“Aims to divide a large consumer base into smaller subgroups that share similar needs and characteristics” – Ponser (Marketing Fashion)
This is the definition of consumer segmentation. Sub-brands in a store is an example of this. The sub-brands often appeal to different target audiences and therefore the brand appeals to a wider audience, attracting more consumers.
M&S have several sub brands, ranging from Classic and Per Una that are aimed at a more mature women, to M&S Women maybe for a middle-aged women and then Indigo Collection and Autograph for a younger demographic.
In my opinion, recognising consumers’ differences is the key to successful marketing. It can lead to niche marketing, which in turn can lead to segment dominance; this is often something that may not be possible in the whole market. If done successfully, the segments can be used to gain a competitive advantage, since the brand would be considering the market in different ways from their competitors.

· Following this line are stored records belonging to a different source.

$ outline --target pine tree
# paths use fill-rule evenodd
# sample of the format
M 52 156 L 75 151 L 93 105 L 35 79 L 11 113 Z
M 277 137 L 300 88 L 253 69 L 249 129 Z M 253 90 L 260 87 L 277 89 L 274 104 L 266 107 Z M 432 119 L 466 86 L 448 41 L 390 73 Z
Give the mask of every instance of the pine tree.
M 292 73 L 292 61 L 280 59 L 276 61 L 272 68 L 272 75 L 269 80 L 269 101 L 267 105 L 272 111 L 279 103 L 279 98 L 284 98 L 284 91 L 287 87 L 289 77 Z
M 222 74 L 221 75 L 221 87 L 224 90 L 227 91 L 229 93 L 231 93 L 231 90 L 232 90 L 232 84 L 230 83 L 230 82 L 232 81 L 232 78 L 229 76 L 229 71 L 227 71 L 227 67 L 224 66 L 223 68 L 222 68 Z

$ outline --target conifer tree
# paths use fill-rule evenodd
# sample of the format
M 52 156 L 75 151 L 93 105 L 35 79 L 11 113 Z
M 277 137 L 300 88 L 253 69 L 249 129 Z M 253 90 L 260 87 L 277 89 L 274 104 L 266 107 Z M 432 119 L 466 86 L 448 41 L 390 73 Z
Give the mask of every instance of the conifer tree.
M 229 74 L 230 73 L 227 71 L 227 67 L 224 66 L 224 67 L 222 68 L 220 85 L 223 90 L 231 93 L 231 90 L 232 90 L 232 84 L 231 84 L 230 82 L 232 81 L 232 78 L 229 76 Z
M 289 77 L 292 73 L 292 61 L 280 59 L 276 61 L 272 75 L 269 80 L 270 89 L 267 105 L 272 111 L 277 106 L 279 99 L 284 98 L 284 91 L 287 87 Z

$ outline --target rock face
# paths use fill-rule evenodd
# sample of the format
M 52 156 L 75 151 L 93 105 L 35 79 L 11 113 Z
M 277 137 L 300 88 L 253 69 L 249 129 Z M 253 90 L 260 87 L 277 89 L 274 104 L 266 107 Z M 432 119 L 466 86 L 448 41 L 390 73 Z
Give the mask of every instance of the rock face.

However, according to a recent Guardian article, M&S is suffering the biggest clothing sales fall in 10 years. The article from July 2017 states that the 8.9% fall in underlying clothing and home sales over the last three months was far bigger than analysts expected and turned the clock back to 2008 when the retailer had a disastrous Christmas following the collapse of Lehman Brothers.

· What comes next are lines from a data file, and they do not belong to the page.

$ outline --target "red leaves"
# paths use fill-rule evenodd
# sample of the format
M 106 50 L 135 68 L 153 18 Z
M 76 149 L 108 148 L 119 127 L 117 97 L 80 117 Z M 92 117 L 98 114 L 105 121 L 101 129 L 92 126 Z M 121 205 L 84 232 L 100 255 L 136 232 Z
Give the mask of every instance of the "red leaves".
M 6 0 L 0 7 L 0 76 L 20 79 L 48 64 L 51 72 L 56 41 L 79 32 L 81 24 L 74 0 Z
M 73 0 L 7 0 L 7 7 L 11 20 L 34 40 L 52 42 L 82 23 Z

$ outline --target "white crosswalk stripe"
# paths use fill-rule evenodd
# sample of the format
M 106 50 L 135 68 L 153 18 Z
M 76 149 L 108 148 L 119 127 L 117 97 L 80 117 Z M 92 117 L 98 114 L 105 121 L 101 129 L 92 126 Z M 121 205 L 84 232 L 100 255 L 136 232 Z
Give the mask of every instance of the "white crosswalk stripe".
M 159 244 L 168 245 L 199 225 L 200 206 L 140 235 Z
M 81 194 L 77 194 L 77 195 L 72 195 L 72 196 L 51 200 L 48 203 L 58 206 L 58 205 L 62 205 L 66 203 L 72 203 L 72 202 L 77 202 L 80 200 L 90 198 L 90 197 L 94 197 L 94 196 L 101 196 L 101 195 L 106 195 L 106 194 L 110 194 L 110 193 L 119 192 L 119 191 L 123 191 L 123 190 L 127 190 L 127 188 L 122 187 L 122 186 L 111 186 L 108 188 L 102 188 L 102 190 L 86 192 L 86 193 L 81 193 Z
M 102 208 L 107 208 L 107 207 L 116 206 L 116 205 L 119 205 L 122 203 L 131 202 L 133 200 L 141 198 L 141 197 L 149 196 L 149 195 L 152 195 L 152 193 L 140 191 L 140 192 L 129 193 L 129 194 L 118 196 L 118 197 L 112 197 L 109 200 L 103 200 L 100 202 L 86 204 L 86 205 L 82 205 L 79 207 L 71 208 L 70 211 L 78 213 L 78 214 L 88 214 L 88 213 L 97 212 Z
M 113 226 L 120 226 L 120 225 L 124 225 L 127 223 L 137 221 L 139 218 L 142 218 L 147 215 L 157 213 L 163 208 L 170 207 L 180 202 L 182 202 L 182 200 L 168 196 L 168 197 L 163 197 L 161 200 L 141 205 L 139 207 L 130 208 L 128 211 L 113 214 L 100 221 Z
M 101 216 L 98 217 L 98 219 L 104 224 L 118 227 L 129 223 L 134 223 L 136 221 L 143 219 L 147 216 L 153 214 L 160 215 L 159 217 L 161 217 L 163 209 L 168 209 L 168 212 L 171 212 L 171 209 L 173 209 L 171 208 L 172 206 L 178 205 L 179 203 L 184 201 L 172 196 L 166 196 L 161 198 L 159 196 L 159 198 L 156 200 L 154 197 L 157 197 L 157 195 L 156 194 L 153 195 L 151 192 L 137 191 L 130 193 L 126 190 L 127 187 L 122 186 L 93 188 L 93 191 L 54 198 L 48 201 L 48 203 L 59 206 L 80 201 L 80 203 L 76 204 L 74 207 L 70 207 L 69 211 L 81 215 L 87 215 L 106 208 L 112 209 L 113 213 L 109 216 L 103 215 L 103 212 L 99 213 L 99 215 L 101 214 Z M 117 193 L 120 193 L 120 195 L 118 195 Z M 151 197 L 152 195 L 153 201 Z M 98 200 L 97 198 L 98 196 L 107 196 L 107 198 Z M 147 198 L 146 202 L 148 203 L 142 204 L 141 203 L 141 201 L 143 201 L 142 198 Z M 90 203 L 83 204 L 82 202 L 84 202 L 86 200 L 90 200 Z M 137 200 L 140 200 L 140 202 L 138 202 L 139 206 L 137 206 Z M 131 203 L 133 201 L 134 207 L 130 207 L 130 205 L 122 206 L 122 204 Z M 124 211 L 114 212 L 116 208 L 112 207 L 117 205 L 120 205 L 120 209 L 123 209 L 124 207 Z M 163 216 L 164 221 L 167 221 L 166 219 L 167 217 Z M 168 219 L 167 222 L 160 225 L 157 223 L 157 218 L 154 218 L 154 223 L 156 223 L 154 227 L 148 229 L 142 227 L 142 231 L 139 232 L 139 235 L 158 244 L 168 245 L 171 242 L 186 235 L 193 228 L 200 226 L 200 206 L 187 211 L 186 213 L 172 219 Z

I feel that M&S’s clothing prices have been potentially too high and too promotional. I feel that they may be losing sight of their target consumer, more mature women, who I like to wait for special offers before buying anything. I was surprised when I read that last year more than 40% of its clothing was sold on promotion.

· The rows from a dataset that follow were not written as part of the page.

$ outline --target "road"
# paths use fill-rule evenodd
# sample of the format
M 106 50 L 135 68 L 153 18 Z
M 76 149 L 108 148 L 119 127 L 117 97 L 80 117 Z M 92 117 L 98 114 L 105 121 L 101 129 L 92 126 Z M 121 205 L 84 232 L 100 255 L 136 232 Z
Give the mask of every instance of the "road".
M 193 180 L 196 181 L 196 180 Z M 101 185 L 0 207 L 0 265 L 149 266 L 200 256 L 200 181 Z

Rowe, M and S chief executive has recently introduced a strategy to make clothing prices sharper and have a less slavish pursuit of catwalk trends. “A key part of our recovery plan for clothing and home is lowering prices and reducing promotions,” said Rowe. The cut in the prices of 1,000 product lines, although has reduced their total sales, the company have seen an increase in sales. For example: women’s leggings sales have increase 149% after the price was cut from £19.50 to £15.
I feel that this decline in sales of clothing and homewares may have occurred because they may be struggling to keep up with the pace of their competitors in fast fashion. They may be focusing too heavily on their sustainability plans, and may be losing sight of the changing fashion environment.
On the other hand, the success of M&S’s food halls has risen. This in my opinion is the area of that is keeping the business in profit. I believe that this is because of the lifestyle shift where more people visit convenience stores rather than do a big weekly grocery shop. They also offer a range of one-person ready meals in response to the increase in people living alone. Its food halls are different from the major supermarkets as they stock just 7,000 products compared with 40,000 at most Tesco shops.
Despite the decline in clothing sales over the last five years, there has recently been a more high-profile success. The collection by TV presenter Alexa Chung, entitled Winter Archive, a 27-piece collection, was more popular than other ranges. Chung worked with the design team to ensure that there was a buzz around this collection when it was released. This collection may have been more successful because there has always been a love for the brand in Britain; there may be an overriding desire for them to do well. However, I do not know whether they still managed to capture the younger generations via the campaign. They may have even made the collection ‘un-cool’ because of it being sold in M&S. I also am unsure whether Chung was the right person to promote the collection; if I’m honest, she may be a bit of a brand lover, working with as many brands as possible. A collaboration with an up and coming fashion blogger may have resulted in more sales.
What did you think about the Alexa Chung collection?